DE ENGENHEIRO EM BELO HORIZONTE PARA PRODUTOR DE SEMENTES EM GOIANÉSIA
O ano era 1978. Ricardo vivia seu melhor momento profissional. Havia se formado em Engenharia Civil há pouco tempo, mas já atuava na área, com um início bastante promissor. Junto com o melhor amigo Renato, havia criado a construtora Siqueira e Biagioni Ltda. Após o início de vacas magras, estavam já começando a colher os frutos do trabalho.
Belo Horizonte vivia nesta época um período de verticalização na sua arquitetura. Era uma cidade de mais de 1 milhão de habitantes e crescia e se desenvolvia em escala muito rápida. Ricardo e Renato tinham um campo de trabalho quase que infinito para conquistar. E já estavam dentro do mercado, já tinham erguido edifícios e o nome na placa já tinha certo peso. Já inspiravam credibilidade.
A década de 1970 colocou Belo Horizonte em outro patamar no cenário brasileiro. A região metropolitana foi criada em 1973, puxada pelo desenvolvimento industrial de Contagem e pelo polo automobilístico de Betim. A chamada Grande Belo Horizonte se tornou um enorme colosso urbano, com quase 2 milhões de moradores no final da década.
Era exatamente neste contexto que estava a construtora. Dentro de uma capital pulsante, com fome de crescer em direção ao céu. Cada vez mais o espaço ficava pequeno, a segurança mais rarefeita e as opções eram morar em apartamentos. Quem construía prédios tinha um ótimo futuro na cidade. Ricardo, pelo ritmo que estava crescendo, em dez anos no máximo, teria construído dezenas de empreendimentos imobiliários e ganhado muito dinheiro e feito seu nome na cidade.
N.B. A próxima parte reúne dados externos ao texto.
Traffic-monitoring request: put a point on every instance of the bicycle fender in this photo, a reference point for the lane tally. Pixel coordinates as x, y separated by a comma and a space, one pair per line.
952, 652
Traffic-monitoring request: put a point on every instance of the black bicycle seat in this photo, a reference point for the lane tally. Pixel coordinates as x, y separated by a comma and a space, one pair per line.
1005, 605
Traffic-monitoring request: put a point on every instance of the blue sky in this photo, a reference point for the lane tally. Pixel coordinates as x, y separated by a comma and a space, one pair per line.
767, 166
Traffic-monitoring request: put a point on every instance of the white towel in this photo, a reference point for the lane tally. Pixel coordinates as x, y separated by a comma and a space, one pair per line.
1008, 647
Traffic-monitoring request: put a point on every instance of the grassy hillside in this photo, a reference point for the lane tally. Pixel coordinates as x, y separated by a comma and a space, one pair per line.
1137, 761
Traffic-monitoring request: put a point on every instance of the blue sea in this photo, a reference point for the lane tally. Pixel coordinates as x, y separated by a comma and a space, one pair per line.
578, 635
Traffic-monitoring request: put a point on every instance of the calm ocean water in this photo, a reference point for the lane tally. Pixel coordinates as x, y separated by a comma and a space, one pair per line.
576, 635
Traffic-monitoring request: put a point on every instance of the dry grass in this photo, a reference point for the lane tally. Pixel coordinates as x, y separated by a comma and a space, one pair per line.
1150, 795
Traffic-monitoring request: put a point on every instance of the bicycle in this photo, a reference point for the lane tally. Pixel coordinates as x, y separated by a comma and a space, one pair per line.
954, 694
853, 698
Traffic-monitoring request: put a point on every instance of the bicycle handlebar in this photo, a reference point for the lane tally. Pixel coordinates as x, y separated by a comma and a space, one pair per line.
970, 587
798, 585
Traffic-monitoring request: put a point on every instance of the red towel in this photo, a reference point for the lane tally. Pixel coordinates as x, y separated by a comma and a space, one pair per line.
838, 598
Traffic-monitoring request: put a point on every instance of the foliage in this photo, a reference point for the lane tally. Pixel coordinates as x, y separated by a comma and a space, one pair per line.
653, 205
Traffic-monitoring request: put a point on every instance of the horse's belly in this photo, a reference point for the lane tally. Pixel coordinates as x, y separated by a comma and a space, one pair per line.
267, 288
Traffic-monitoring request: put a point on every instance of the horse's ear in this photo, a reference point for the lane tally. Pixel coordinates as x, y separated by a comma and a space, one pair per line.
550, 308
Além disso, Myrinha era membro de uma tradicional família mineira, era o que se chama de belorizontina da gema. Toda a sua vida estava naquela cidade, onde também viviam seus pais, seus avós. Havia toda uma linhagem dos Penna ali. E para completar, Myrinha ainda não havia concluído seu curso de arquitetura na UFMG. Iam ser uma dupla com muito sucesso na cidade: ele construindo e ela projetando prédios e casas. O casal já tinha um filho recém-nascido, Rodrigo. Tudo conspirava para que a vida seguisse em Belo Horizonte. Estava tudo dando muito certo, como eles haviam planejado desde o início. Estavam felizes e se sentiam realizados.
A família de Ricardo tinha raízes no agronegócio, apesar da formação dos homens do clã em engenharia civil. Jalles Machado, seu avô, além de político e atuar na área de formação, teve uma vida no campo. Otávio Lage, seu pai, após conseguir o diploma de engenharia, se instalou na Fazenda Vera Cruz e começou a atuar na pecuária. A família possuía negócios sólidos no campo.
A família de Myrinha não tinha laços com a zona rural. Ela era uma moça da cidade. Estava afeiçoada a bailes, lanchonetes, parques, cinemas, à frenética vida urbana. Gostava de viver na selva de pedras, de morar entre aquele tanto de gente, naquele emaranhado de ruas e edificações. Ali era seu mundo, sua zona de conforto. Ela se via formando arquiteta e ajudando a aumentar o número de prédios e casas daquela cidade já tão grande.
Em Belo Horizonte ela havia imaginado viver feliz para sempre com Ricardo, seu príncipe encantado. Ali criaria seus filhos, que lhes dariam netos. Faria mil coisas no trabalho e viveria muitas aventuras em família. Não sabia exatamente o que, mas sabia que seria em Belo Horizonte. Essa era uma certeza que ela carregava e que imaginou que não estaria a um passo de ruir, de se transformar em nada.
Dentro desse mundo já em marcha, com todas as coisas em seu lugar, com as certezas maiores que as dúvidas, acontece o convite de Otávio Lage a Ricardo. De largar a carreira profissional, recém decolada, e se arriscar em nova função, como gerente de uma empresa de sementes agrícolas, na zona rural de Goianésia, na época uma cidade de pouco mais de 20 mil habitantes. Era um mundo muito diferente do que Ricardo estava lidando no momento. Um mundo para o qual ele não havia se preparado. Foi um convite que começou a abalar suas certezas, suas convicções. Muito estava em jogo. Além do já citado, ele tinha responsabilidades na empresa, com seu sócio, Renato.